As, I believe, a direct result of physical therapy, I'm now at around 80-90% health but, like you say of yourself not really being able to classify yourself as being fully recovered, there are times for me when I just don't feel ill anymore and others where it's subtle, but apparent and hindering nonetheless (eg when I get nervous I get faintheaded).
If you don't yet regard yourself as being fully recovered, may I ask what you feel is still lacking? (obviously your energy levels are one thing)
Talk to me anytime you like, I always reply.
Given his young age at time of infection, how much of a factor do doctors feel this played in his recovery? I mean, I'd had thought that by being so young at the time and in the midst of puberty (14 years), the effects would be quite the opposite and more severe given his changing metabolism and physical immaturity at that point.
You said that his was labelled a mild case, but you also list numerous severe symptoms above - did the transition from having those early symptoms, back to the point where he walked again happen suddenly (ie over a week or so) or did it occur gradually as progress occured? (sorry for questions, but your writing tells of a unique recovery).

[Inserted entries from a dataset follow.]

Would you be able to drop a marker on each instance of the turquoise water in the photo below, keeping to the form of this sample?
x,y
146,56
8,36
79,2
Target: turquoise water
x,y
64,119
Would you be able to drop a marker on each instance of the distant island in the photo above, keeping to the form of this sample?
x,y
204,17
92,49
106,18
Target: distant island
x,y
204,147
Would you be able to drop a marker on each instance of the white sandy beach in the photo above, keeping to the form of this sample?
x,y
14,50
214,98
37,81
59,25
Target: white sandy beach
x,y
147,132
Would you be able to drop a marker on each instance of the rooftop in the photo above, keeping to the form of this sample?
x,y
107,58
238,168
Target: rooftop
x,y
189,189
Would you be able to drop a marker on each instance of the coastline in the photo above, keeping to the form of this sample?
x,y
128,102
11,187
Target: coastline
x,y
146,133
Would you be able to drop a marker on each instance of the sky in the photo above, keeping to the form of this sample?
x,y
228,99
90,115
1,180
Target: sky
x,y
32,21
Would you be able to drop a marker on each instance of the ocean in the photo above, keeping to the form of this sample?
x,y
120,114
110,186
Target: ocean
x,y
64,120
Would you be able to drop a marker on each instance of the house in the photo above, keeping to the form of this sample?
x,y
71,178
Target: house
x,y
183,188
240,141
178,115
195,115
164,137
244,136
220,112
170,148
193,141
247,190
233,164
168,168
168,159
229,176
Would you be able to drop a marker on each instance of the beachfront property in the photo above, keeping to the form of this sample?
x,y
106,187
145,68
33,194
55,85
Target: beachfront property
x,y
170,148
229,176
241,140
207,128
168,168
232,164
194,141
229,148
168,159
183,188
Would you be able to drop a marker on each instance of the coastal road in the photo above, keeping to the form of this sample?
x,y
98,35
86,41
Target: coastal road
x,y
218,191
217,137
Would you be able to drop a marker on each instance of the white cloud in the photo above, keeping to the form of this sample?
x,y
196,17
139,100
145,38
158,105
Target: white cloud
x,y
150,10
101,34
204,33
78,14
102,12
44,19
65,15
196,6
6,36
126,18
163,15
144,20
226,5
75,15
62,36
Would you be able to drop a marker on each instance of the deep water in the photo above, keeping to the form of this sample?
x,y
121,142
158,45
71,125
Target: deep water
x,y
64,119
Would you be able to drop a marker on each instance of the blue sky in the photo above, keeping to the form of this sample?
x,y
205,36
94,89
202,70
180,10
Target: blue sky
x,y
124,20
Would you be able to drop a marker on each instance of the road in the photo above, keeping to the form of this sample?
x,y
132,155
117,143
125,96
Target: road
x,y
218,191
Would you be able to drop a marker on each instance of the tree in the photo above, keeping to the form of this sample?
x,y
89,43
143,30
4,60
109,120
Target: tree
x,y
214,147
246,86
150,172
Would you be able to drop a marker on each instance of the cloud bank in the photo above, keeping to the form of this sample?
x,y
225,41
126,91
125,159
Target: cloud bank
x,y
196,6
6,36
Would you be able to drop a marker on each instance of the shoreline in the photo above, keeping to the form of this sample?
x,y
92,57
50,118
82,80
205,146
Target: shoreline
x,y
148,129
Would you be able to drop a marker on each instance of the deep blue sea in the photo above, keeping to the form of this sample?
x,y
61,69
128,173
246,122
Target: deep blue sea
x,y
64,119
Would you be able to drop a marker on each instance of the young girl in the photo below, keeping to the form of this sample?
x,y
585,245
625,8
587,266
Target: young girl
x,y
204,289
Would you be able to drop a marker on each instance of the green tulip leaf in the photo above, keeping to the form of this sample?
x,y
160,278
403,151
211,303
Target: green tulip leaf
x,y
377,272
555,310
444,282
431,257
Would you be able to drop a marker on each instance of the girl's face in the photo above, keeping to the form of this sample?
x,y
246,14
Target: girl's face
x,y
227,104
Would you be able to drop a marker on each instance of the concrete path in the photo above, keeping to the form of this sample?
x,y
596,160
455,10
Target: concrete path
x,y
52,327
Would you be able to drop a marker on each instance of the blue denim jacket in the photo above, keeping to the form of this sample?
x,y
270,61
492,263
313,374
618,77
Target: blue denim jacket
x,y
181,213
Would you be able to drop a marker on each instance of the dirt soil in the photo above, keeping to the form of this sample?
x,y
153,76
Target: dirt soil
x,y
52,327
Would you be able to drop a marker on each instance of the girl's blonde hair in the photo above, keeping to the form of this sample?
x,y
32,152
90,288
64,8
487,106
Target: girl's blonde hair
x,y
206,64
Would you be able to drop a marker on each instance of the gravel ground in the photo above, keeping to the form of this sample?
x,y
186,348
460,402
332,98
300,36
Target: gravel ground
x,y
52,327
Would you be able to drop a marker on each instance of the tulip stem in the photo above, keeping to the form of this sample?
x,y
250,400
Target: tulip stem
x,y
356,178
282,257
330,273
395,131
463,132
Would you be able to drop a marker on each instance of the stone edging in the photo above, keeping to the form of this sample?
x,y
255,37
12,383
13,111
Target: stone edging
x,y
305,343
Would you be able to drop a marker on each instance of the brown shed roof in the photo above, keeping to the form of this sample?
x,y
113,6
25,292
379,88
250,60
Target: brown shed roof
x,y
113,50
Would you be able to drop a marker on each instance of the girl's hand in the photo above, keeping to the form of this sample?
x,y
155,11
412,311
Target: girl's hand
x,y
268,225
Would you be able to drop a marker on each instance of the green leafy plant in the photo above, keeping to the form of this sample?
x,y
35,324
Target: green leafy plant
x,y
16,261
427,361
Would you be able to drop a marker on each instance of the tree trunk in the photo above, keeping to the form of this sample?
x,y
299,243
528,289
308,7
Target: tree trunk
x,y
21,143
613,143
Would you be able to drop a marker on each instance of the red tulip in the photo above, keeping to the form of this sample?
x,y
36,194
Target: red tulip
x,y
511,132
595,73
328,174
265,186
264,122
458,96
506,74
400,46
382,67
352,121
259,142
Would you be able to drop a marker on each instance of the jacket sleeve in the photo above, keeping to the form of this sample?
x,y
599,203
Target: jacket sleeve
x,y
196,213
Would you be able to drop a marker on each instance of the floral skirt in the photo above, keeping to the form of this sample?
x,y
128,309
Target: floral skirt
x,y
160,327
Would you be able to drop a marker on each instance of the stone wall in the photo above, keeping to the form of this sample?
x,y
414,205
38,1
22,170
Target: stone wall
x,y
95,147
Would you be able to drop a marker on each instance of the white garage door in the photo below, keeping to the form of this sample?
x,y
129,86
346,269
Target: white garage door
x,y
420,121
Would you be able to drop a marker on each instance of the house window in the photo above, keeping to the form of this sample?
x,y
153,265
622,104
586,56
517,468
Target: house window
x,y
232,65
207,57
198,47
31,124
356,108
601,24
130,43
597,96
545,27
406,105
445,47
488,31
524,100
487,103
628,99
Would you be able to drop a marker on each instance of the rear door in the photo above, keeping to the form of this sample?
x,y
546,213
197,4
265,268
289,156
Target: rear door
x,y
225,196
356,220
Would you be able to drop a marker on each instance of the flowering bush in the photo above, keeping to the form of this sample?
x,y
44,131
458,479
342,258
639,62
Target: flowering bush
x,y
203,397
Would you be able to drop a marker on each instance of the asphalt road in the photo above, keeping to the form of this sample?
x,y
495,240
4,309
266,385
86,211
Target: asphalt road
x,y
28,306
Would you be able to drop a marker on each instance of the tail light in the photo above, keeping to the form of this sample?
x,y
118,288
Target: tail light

I'm just happy for Terrys recovery happening due to his young age : 14 is no time to have lived and experienced many things one should do in life without thinking of the horrors and isolation associated with this darned disease.
I for one am incredibly happy for him, or you if it's Terry reading this. If I may ask, how long did this recovery take to happen? You say he was 14 at time of infection, how old was he when you guys felt he was recovered?
Great story.
We so appreciate your prayers. We are in North Ga. Not too far from the TN/GA line.
Hope you'll tell us your story of having 'e'. When did you get it? How do you cope? What's the most difficult etc. We're here to help in anyway we can.
hope you and your family benefit from this site, it has helped me enormously. always here for a chat, feel free to send me a message. take care. living post E can be very difficult.
btw, I my husband (who started this site and had encephalitis almost 4 years ago) both like NCIS and The Forgotten.